学芸員(キュレーター)として: 既存の資料に新しい光を当て、一つのテーマ(展覧会)として構成する。バラバラだった点と点を結び、一つの物語を作り上げる力を磨きました。
これらの経験を統合したとき、一つの答えに辿り着きました。それは、「整理とは削除することではなく、価値を定義することである」ということです。
シニア世代の皆様が「整理収納」を行う際、直面するのはモノの山ではありません。そのモノに紐付いた「記憶の情報」です。
「いつか使うかも」という未整理の情報は、脳のメモリを消費し、私たちを停滞させます。一方で、私が提案する「デジタルシニア編集長」の視点に立つと、整理のプロセスは以下のように進化します。
収集(キュレーション): 過去のモノ、写真、書類を一度棚卸しする。
選択と集中: 今の自分、そして未来の家族にとって「本当に価値のある情報」だけを選び抜く。
再構成(エディティング): 選んだ情報を、第7回・第8回で触れたデジタル技術を使って、誰でもアクセスできる「自分史」や「メッセージ」へと変換する。
この「編集」のプロセスを経て初めて、過去は「重荷」から、あなたを支える「智慧というエネルギー」へと変わるのです。
「デジタルは難しそう」と敬遠される方もいるかもしれません。しかし、私にとってAIやGoogleサイト、SNSは、かつての記者が持っていた「ペンと手帳」の現代版に過ぎません。

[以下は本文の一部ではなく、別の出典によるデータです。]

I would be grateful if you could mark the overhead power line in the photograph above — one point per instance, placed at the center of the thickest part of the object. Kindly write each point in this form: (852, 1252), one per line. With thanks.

自衛隊での経験、旅館での売上達成、そして山口市での日々の暮らし。これらすべての情報は、そのままではバラバラのピースです。しかし、デジタルというツールを使えば、それらを自在に組み合わせ、動画にしたり、ブログにしたり、家族へのメッセージアプリにしたりすることができます。
情報の編集スキルを身につけることは、「自分の人生の主導権(編集権)」を自分自身の手で握り続けることなのです。
「もう若くないから」と、受け身の生活を送るのはあまりにももったいない。 私が山口市で展開したいのは、すべてのシニアが自らの人生の「編集長」となり、培ってきた知見を次世代や地域社会へ還元するコミュニティです。
物理的なモノをスッキリさせ、思考のための「コックピット」に座り、デジタルという翼で情報を発信する。その姿は、周囲に勇気を与え、地域を活性化させる新しいロールモデルとなります。
整理収納アドバイザーとしての私は、あなたの家の「空間」を整えます。そして、デジタルシニア編集長としての私は、あなたの「人生の情報」を整え、輝かせるお手伝いをします。
さあ、あなたの人生という素晴らしい物語を、私と一緒に編集し直してみませんか? その先には、過去のどの瞬間よりも知的で、ワクワクするような「第二の現役」が待っています。
「情報は、整理されて初めて『知恵』になります。新聞記事も、自分史も、そして住まいも同じ。あなたの人生に散らばった点をつなぎ、美しい星座を描く。それこそが、情報の編集という名の魔法なのです。」